Ein im konkreten Sinn Mitschuldiger wie Grass wurde Sozialdemokrat, stellte jeden, den er der Sympathie für die andere große Volkspartei der Bundesrepublik verdächtigte, in das dunkle Licht des Neofaschismus - und überließ uns Nachgeborenen die unmögliche Aufgabe, Schuld für etwas zu übernehmen, das besiegt und vermeintlich aus der Welt geschafft war, bevor wir auf die Welt kamen. Indem Grass und viele seiner politischen Generationsgenossen sich als Patrioten verstanden, nahmen sie uns die Möglichkeit, Patrioten zu werden.

Es gibt konkrete Anlässe und Gründe zu behaupten, dass mit dem Brechen des Schweigens von Grass und anderen Deutschen im neunten Lebensjahrzehnt (Martin Walser kann es ja nicht lassen, mit einer ähnlichen Rolle zu spielen, obwohl er schon aus Altersgründen viel weniger zu verbergen hatte) eine für den Nazismus typische Mentalität zum Vorschein kommt, die sie geschickt in Latenz gehalten hatten.

Ein deutliches Symptom in dieser Hinsicht ist das Wort "Erstschlag", das in der fünften Zeile des Texts auftaucht. Abgesehen davon, dass es ja möglicherweise Bedingungen geben könnte, unter denen "Erstschläge" eine Berechtigung hätten, gehörte ihre Assoziation mit den Gegnern zum kontinuierlich ausgespielten Repertoire der nationalsozialistischen Kriegsrhetorik. Wenn immer das deutsche Militär seit 1939 andere europäische Nationen überfiel, waren diese Invasionen als Antworten auf "Erstschläge" inszeniert.

Vor allem aber kultivierten die Nazis eine Weltsicht, in der - wie bei Grass - pseudomoralische Über-Plausibilität objektive politische Komplexität unterlief. Eroberungskriege sollten die Deutschen als - ihre Vergangenheit moralisch korrigierende - "Grenzbegradigungen" verstehen (so wie bald schon Rückzug und Niederlage als "Frontverkürzungen" beschrieben wurden). Eben in diesem Stil wird ohne Begründung das (angebliche) Nuklearpotenzial Israels kontrastiert mit einer betonten Ungewissheit hinsichtlich der Ziele nuklearer Forschung und Produktion im Iran und ist von der Möglichkeit "unbehinderter und permanenter Kontrolle" die Rede, als ob sie eine reale politische Möglichkeit sei. Weil Günter Grass sein Schweigen bricht, kann solche intellektuell schmuddelige Plausibilität aus der Latenz vieler Jahrzehnte auferstehen, verkleidet als Vernunft eines radikalen Pazifismus.

Aber während der Wunsch, neue Texte von Günter Grass nicht mehr lesen zu müssen, möglicherweise bald schon, noch zu meinen Lebzeiten hoffentlich, in Erfüllung gehen wird, während wir ihm nicht den Gefallen tun sollten, weiter Meinungen zu diskutieren, die nicht diskutierenswert sind, zeichnet sich ein Verschwinden ähnlicher Mentalitäten bei jüngeren Deutschen keinesfalls ab.

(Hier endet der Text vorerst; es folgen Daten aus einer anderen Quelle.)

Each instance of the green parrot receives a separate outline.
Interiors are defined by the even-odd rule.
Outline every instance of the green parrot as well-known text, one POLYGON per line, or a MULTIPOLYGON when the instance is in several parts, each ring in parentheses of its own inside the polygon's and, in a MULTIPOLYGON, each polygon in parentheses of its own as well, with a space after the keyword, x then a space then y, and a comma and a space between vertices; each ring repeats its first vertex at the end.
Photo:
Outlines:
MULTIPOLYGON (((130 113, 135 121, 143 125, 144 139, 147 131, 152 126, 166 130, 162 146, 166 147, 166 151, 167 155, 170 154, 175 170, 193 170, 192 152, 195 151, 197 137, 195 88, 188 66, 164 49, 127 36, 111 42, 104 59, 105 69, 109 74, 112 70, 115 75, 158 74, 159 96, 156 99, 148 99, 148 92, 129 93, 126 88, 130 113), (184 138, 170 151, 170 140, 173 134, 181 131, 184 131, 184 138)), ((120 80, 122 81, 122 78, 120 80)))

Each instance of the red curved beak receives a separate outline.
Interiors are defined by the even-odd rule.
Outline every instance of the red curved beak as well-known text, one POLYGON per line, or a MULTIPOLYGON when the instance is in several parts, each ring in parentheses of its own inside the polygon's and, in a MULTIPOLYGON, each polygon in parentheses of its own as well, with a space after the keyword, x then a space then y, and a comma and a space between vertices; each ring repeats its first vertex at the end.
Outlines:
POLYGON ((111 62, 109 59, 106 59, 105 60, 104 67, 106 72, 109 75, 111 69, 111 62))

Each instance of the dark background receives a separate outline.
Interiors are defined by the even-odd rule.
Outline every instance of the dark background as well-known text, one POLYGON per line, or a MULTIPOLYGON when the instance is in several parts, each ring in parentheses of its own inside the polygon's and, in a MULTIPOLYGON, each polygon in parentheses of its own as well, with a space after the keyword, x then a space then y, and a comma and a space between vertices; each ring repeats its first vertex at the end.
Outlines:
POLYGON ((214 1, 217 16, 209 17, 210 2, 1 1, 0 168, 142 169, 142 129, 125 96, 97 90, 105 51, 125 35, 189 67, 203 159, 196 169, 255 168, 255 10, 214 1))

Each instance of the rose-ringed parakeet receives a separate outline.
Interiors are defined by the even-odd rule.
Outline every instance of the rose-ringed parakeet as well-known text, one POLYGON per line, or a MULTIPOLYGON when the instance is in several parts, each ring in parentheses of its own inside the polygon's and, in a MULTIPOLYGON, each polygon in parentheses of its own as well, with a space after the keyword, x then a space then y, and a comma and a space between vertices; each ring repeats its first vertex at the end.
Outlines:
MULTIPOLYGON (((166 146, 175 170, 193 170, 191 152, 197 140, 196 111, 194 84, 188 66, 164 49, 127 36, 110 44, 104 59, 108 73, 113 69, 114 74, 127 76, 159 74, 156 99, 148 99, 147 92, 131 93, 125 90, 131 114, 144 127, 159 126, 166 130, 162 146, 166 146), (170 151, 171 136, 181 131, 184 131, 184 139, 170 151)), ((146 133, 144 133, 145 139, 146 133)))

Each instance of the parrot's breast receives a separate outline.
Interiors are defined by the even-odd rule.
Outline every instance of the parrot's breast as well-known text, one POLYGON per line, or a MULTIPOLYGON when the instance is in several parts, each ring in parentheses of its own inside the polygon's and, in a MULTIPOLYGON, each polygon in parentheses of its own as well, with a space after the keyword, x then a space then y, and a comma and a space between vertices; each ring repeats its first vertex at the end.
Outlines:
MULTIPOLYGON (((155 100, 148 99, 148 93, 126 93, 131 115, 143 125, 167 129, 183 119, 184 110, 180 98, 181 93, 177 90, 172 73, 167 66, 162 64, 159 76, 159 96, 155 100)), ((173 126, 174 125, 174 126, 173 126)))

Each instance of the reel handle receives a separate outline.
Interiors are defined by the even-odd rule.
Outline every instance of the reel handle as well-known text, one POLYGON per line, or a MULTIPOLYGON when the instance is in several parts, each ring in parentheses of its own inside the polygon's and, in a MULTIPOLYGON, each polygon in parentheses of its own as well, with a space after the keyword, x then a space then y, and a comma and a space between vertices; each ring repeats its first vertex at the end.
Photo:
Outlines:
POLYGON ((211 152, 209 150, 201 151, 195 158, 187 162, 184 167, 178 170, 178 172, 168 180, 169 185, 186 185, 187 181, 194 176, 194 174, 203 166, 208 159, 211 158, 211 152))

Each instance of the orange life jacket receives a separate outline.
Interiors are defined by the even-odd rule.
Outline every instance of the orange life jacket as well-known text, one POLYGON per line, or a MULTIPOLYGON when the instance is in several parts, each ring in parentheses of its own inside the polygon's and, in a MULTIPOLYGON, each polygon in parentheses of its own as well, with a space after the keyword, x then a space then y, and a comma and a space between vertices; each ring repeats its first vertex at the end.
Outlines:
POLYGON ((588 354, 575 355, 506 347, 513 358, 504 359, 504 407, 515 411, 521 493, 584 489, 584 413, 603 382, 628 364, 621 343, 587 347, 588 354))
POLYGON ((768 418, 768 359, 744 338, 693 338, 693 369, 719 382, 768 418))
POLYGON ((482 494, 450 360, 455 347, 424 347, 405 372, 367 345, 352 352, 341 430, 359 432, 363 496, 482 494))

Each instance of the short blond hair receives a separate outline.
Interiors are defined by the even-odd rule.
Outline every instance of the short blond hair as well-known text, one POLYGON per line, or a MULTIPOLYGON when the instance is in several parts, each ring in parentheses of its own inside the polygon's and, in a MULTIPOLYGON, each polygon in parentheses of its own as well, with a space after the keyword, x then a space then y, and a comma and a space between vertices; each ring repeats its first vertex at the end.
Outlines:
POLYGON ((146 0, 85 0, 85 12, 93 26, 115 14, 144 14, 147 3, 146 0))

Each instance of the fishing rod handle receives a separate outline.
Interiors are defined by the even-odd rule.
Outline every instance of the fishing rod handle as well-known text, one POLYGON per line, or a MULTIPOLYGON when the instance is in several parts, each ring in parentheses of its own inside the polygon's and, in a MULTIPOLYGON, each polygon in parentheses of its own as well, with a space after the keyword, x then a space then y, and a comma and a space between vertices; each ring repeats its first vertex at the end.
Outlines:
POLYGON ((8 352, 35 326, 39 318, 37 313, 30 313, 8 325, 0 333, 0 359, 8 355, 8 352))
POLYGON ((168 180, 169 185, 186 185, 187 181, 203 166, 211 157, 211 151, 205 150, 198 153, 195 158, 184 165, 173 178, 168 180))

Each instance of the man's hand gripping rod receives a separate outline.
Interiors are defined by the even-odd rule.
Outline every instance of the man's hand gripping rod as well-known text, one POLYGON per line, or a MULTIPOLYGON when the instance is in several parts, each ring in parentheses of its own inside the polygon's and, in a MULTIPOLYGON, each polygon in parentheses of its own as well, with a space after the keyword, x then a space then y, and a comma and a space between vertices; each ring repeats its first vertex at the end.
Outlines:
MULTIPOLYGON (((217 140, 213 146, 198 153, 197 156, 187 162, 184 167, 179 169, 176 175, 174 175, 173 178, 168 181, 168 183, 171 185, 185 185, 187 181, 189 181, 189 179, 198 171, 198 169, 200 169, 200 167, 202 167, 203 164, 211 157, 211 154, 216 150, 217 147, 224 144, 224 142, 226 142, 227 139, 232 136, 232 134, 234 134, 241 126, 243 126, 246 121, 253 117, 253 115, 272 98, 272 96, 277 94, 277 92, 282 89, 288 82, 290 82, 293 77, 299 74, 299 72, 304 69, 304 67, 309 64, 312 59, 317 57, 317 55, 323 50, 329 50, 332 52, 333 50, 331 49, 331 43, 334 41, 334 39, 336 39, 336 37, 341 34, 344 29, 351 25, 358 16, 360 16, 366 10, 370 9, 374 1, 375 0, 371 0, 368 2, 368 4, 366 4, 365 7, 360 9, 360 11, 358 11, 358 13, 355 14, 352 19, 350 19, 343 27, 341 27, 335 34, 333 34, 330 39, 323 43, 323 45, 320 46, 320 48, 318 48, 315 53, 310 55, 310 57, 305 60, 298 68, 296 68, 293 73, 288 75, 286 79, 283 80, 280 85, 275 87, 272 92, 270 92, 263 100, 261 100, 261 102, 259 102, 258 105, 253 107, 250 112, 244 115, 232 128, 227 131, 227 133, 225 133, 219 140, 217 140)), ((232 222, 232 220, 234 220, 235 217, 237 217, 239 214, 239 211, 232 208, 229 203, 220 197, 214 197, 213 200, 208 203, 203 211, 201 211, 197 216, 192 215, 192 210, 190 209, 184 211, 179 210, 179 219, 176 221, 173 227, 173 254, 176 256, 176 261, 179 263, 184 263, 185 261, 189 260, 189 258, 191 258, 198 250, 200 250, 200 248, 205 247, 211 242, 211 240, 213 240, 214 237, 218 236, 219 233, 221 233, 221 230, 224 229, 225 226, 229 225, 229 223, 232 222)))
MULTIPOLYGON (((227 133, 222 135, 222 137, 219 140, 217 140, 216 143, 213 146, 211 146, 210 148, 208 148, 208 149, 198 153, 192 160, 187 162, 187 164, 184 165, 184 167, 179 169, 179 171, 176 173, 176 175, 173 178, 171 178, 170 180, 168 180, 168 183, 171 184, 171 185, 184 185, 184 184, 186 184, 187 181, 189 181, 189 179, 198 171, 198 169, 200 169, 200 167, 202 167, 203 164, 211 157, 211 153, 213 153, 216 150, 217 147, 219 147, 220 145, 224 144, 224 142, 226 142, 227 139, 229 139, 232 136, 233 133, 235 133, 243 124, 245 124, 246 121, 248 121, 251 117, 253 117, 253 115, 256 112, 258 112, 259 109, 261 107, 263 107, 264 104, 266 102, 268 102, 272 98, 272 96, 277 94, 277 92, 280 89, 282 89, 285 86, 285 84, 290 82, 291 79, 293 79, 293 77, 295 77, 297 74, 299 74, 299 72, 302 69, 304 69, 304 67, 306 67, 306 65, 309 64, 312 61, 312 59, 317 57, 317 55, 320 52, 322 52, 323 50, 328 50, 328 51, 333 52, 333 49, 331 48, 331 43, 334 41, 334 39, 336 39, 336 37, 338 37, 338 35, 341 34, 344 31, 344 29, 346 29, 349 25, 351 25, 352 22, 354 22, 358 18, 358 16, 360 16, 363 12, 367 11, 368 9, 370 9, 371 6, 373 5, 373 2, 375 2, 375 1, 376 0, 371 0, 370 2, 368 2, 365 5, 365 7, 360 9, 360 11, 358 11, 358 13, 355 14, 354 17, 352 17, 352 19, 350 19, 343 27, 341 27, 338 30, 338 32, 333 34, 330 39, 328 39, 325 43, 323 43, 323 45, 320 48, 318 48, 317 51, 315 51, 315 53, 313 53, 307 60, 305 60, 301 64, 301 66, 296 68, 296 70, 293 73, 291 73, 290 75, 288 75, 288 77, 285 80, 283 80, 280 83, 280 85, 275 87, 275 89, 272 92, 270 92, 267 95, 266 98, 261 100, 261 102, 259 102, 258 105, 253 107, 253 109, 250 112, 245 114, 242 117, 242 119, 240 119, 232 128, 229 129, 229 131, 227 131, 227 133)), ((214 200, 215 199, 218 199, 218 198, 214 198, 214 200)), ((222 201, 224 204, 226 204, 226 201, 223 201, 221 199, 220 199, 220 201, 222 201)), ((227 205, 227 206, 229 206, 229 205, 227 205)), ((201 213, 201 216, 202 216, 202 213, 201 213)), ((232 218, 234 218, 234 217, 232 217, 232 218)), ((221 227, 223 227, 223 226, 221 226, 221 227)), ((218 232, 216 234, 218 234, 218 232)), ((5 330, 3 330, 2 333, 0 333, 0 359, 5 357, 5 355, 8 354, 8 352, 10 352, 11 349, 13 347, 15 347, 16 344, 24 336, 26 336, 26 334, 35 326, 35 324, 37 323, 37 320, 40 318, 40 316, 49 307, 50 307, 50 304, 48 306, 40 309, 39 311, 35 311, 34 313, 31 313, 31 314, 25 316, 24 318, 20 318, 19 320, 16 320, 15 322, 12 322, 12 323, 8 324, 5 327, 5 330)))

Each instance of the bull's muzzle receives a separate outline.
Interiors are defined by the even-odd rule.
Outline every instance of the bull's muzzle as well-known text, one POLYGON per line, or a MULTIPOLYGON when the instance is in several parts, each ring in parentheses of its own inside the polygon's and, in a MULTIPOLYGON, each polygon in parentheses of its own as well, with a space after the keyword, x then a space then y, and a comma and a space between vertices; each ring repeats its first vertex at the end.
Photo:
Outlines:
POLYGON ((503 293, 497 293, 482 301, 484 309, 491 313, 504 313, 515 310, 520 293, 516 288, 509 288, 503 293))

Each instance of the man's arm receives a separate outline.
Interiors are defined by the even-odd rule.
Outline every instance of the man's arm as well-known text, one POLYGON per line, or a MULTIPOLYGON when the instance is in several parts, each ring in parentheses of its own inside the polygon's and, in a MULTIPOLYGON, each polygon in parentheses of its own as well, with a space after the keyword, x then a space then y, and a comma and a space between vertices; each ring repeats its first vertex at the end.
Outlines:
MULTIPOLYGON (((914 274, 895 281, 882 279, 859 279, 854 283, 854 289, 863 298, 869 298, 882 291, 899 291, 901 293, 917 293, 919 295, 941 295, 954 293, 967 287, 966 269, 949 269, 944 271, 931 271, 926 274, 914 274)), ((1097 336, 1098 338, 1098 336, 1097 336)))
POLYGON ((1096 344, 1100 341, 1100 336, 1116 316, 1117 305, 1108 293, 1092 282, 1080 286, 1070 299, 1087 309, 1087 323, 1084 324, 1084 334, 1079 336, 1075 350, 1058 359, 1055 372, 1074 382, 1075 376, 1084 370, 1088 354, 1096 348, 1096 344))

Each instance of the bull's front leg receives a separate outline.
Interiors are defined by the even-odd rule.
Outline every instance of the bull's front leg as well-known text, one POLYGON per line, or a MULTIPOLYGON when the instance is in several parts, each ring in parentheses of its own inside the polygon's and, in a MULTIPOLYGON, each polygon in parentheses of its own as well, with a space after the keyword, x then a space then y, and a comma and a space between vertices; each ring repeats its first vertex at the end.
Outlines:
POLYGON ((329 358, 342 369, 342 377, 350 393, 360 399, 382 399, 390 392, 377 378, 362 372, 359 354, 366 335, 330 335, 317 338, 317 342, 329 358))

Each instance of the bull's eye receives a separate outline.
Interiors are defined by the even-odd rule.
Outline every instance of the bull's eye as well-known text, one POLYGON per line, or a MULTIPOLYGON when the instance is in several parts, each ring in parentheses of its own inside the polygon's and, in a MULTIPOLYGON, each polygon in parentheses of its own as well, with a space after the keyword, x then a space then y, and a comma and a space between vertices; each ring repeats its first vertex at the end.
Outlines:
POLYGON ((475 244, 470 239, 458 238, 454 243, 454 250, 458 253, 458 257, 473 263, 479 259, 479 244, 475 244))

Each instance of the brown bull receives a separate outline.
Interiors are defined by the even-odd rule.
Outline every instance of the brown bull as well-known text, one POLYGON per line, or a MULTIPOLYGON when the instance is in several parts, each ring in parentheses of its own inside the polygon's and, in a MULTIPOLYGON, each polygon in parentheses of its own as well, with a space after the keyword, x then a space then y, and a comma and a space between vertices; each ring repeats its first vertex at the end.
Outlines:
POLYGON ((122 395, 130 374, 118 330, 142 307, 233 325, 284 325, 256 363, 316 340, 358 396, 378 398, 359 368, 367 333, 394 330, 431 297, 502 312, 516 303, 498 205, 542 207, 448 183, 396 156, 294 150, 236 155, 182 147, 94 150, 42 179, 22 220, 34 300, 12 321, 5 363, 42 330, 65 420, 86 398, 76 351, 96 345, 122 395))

Hat diese in mehreren Dimensionen so eindrucksvoll demokratisch gewordene Nation den Nazismus doch nicht hinter sich gelassen? Das ist ihr ohne Zweifel gelungen, was die Stabilität der demokratischen Institutionen angeht. Aber vielleicht ist die Frage falsch gestellt.

Wir gehen immer noch davon aus, dass wir uns in eine offene Zukunft hineinbewegen, die wir in der Gegenwart gestalten können - obwohl die Zukunft, die wir im Alltag erleben, von zahlreichen (ökologischen, wirtschaftlichen, demografischen) Katastrophengewissheiten besetzt scheint, die sich auf uns zubewegen. Vielleicht leben wir also in einer Konfiguration von Zeit, wo auch die Vergangenheit nicht mehr hinter uns verschwindet, wo vielmehr das Vergangene gegenwärtig bleibt und wiederkehrt, sobald das Schweigen gebrochen und die Latenz aufgehoben wird. Der akkumulierte Antisemitismus aus der Vergangenheit traf die Twin Towers in New York am 11. September 2001. Damit der Antisemitismus von Günter Grass den radikalen Pazifismus so vieler Deutscher nicht beleben kann, sollten wir aufhören, von seinem Gedicht zu reden.

Der Autor, 1948 in Würzburg geboren, lehrt Komparatistik in Stanford. Im Sommer erscheint bei Suhrkamp "Nach 1945: Latenz als Ursprung der Gegenwart".